Wo "Rauchfrosch" und "Schnute" herrschten

Von Laf Überland · 16.08.2005
Vor fast 3000 Jahren tauchten die Menschen aus dem Nebel der Geschichte auf, die diesen Ort zur Blüte trieben, als einen der Mächtigsten in diesem unwirtlichen Landstrich. "Schnute" und "Rauch-Frosch" hießen beispielsweise die Herrscher, die an diesem Ort regierten - nur zwei aus einer Dynastie von 39 Regenten.
Dieser Ort, den die UNESCO bereits vor 24 Jahren ins Weltkulturerbe aufnahm, war eines der wichtigsten Zeremonialzentren seiner Zeit, eine versunkene Stadt bereits, als die Eroberer ein dreiviertel Jahrtausend später die Wälder durchstreiften. Da stießen sie auf gespenstische Kulissen: gewaltige Plätze, monströse Paläste - alles mit feiner Architektur gebaut und zieseliert, rund viertausend Tempel, Paläste und mehrstöckige Wohnhäuser, Wolkenkratzer einer vergangenen Zeit mit engen Räumen im Innern, doch überwuchert von Jahrhunderten ungestörter Natur. In den Steinbrüchen liegen noch heute die vor mehr als tausend Jahren unfertig bearbeiteten Kalksteinblöcke...

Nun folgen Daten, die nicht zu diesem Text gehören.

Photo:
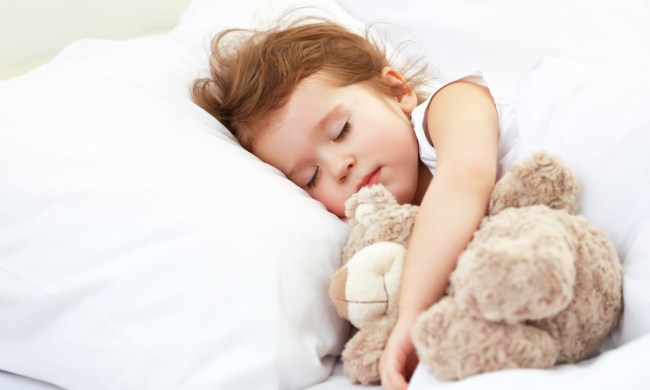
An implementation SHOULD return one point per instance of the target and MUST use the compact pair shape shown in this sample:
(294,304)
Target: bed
(142,248)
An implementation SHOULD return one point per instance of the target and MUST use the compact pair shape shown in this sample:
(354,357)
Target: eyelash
(344,131)
(314,179)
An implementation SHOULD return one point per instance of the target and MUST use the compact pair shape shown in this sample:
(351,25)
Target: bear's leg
(453,344)
(529,275)
(361,355)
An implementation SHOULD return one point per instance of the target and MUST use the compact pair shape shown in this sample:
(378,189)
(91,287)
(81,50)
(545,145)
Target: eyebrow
(322,123)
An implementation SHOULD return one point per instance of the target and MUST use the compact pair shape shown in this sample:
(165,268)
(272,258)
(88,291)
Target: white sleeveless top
(508,134)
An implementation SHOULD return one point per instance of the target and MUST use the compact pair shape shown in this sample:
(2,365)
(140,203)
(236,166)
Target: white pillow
(597,120)
(140,246)
(508,38)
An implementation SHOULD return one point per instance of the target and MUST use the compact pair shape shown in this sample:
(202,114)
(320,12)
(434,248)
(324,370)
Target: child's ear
(402,92)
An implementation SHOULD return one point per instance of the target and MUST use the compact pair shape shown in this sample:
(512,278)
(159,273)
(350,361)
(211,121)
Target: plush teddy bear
(536,286)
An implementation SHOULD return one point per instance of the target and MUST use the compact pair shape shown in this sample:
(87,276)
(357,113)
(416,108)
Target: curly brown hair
(253,75)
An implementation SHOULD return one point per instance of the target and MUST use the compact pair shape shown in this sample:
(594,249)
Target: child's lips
(370,179)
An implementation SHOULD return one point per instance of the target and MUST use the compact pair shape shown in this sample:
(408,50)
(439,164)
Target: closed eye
(344,131)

Immer prunkvoller wurden die Bauwerke: Tempel und künstliche Berge aus Steinen für die Götter, pompöse Paläste für die Gottkönige. Wo vorher Wald gewesen war, erstreckte sich bald eine Stadt, so weit das Auge reichte. Breite Prachtstraßen verbanden die Tempel und Hallen, die Sportplätze und Wasserreservoirs. Freitreppen von Schwindel erregender Höhe zogen sich an den Bauwerken hoch, über die - bei gegebenem Anlass - auch schon mal zu Bällen zusammengeschnürte Opfer-Menschen hinabgerollt wurden.

Dicht bevölkert war dieser Ort, und dennoch verschwand der Sammelplatz von Macht und Hochkultur beinahe von einer Generation zur nächsten: Zweihundert Jahre, nachdem die Stadt oder besser: das Reich, das von hier aus beherrscht wurde, seine größte Ausdehnung erreichte, zerfiel plötzlich die Macht. Nicht nur an diesem Ort: fast die gesamte Kultur verschwand in kürzester Zeit vom Angesicht der Erde.

Der letzte Stand der Deutung lässt die Wissenschaft erkennen, dass hier ein ganzes, nach Millionen zählendes Volk verhungerte, weil das Land einer Dürreperiode anheim fiel. Und selbst die Menschenopfer halfen nicht mehr.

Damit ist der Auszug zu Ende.